24.12.2014
KCK
Yürütme Konseyi Üyesi Mustafa Karasu’nun tekrar dillendirdiği ‘Ermeni Lobisi’
söyleminin ardından başlayan polemik devam ediyor. Son mektuba Karin Karakaşlı
ve Rober Koptaş’tan cevap var.
Karasu’nun
‘Fethullahçılar, bu Ermeni Lobisi ve Hristiyanlarla daha fazla ilişkidedirler’

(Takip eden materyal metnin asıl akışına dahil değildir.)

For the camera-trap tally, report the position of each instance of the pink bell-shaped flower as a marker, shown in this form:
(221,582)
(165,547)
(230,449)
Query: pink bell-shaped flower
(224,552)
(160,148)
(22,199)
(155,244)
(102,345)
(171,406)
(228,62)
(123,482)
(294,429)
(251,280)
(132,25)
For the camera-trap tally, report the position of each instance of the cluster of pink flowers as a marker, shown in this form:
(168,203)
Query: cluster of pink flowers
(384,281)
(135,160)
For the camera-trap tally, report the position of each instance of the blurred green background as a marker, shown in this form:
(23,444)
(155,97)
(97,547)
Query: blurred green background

açıklaması üzerine Agos Gazete’sinde ‘Yine Ermeni Lobisi’ başlıklı bir yazı
yayımlanmış, Rober Koptaş ve Karin Karakaşlı’nın eleştirilerine yanıt Musatafa
Karasu’dan gelmişti. Karasu, Özgür
Gündem’de kaleme aldığı yazıda ‘tespitimi ortaya koydum, kastım yoktu’ demiş ve
kendisinin ‘töhmet altında bırakıldığını’ ifade etmişti.
Karin
Karakaşlı ve Rober Koptaş, Karasu’ya bir cevap daha hazırladı. Karakaşlı, ‘Lobi
sözünün Ermeniler için tüyler ürpertici bir kavram olduğunu’ hatırlatıp, sözün
kullanımında geri adım atılmamasını anlamlandıramadığını belirtirken; Rober
Koptaş ‘ısrarla ve art arda gelen “lobi” imaları, “Bizim pratiğimiz ortada,
bunu doğru anlayın!” çıkışları, ağızda acı bir tat bırakıyor’ diyor.
Karin
Karakaşlı: Bu söylemde ısrar neden?
Söze
öncelikle Kürt özgürlük ve halk hareketinin farklı lider isimleri ile polemikte
görülmenin, bu şekilde sunulmanın rahatsızlığını dile getirerek başlamak
isterim. Siyaseten durduğum çizgi, bu mücadeleyi Kürt halkı dışında ifade
ettiği geniş muhalefet etme zemini ve hali hazırdaki düzene yegane karşı koyma
ihtimali olarak görme şeklindedir ve konuya dair sayısız yazım bu yaklaşımın
ifadesidir. Dolayısıyla en küçük bir eleştiri ya da söylemsel uyarıda
bulunulduğunda sürekli olarak ideolojinin Ermeni Soykırımı’na yaklaşımının
hatırlatılmasına hacet yok. Gazetemiz bu konuda Kürt hareketinin her siyasi
adımını yakından izlemiş, izlemeye de devam edecektir. Parti içerisinde de pek
çok Ermeni arkadaşımız aktif olarak görev yapmaktadır.
O
kısacık eleştiri ile Mustafa Karasu’nun ifade ettiği gibi bir zorlama yaptığım
ya da kimseyi töhmet altında bıraktığım kanaatinde değilim. Mesele aslında çok
basit: Lobi sözü Ermeniler için tüyler
ürpertici bir kavram ve bütün hatırlatma, açıklama ve söylemsel eleştirilere
rağmen halen bu sözün kullanımında geri adım atılmamasını anlamak bizler için
hiç de kolay değil.
Ermeni
toplumu için ‘lobi’ kavramı, devlet tarafından bilinçli olarak ‘hain işbirlikçi’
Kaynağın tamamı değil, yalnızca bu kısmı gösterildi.